Ethanol, used in alcoholic beverages, can be produced by fermentation of sucrose. The balanced equation for the fermentation process is shown below. What mass of ethanol (C2H5OH) would be produced when 2.61 g sucrose reacts by this process?
C12H22O11(s) + H2O(l) → 4 C2H5OH(l) + 4 CO2(g)
Well, well, well.
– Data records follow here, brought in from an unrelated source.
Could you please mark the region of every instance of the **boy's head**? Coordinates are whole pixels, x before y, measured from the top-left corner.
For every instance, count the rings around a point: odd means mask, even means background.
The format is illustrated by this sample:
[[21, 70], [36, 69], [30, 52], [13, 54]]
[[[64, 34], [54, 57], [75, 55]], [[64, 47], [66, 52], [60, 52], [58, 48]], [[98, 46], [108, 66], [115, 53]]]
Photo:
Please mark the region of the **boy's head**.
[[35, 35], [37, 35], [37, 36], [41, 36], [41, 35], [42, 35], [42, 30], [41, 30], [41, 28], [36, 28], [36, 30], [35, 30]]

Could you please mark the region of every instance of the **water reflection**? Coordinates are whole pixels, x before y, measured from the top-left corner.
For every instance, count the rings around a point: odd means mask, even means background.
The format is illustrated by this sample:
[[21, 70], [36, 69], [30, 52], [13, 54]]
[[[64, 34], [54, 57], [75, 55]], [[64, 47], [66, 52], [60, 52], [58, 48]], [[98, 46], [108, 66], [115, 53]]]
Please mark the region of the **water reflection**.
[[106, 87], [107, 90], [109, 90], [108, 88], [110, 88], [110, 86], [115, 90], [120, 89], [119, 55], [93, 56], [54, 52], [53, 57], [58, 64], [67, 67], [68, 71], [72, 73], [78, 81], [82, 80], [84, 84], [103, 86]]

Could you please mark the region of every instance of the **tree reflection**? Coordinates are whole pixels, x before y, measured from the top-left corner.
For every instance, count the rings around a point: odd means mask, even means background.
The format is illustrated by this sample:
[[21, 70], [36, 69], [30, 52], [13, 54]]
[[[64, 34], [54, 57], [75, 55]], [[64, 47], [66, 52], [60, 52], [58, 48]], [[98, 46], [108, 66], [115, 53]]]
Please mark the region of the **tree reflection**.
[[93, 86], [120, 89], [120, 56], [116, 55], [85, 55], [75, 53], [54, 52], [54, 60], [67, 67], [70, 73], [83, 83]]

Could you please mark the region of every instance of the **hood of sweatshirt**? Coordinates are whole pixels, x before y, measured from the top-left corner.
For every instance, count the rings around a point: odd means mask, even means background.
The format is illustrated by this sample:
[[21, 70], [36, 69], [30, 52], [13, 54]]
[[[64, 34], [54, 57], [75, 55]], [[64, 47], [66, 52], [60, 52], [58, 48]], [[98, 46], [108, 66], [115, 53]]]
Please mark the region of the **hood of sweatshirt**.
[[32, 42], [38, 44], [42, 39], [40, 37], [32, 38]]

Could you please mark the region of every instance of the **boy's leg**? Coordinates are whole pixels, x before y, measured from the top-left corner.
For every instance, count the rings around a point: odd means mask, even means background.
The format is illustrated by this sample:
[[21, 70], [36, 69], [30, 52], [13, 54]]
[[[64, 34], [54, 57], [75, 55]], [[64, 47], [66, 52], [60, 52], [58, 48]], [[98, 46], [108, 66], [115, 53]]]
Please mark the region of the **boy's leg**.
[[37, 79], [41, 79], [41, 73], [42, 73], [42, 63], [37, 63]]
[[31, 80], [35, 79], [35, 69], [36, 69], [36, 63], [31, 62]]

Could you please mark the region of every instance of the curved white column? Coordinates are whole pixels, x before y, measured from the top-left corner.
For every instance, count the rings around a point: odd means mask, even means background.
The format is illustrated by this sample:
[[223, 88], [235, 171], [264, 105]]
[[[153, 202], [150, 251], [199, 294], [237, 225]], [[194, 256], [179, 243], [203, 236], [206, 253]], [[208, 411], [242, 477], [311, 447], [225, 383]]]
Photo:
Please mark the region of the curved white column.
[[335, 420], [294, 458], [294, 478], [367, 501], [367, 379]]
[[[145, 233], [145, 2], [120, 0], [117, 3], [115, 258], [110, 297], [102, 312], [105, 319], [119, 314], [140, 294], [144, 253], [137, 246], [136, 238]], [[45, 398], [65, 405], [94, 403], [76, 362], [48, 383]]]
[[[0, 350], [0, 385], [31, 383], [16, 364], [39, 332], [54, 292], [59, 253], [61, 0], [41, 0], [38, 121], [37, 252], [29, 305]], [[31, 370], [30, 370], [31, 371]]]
Looks like we have ourselves a fermentation equation, huh? Now, let me calculate the mass of ethanol for you.
First things first, we need to find the molar mass of sucrose (C12H22O11). A quick math session tells me that the molar mass of sucrose is about 342.296 g/mol.
Next, we can use stoichiometry to determine the moles of ethanol produced. From the balanced equation, we can see that 1 mole of sucrose produces 4 moles of ethanol.
So, let's find the moles of sucrose. We can use the molar mass of sucrose to help us here.
2.61 g of sucrose / 342.296 g/mol = 0.0076 mol of sucrose
Now, multiply the moles of sucrose by the mole ratio between sucrose and ethanol.
0.0076 mol of sucrose * 4 mol of ethanol / 1 mol of sucrose = 0.0304 mol of ethanol
Finally, we convert moles of ethanol back to grams by using the molar mass of ethanol (C2H5OH is approximately 46.07 g/mol).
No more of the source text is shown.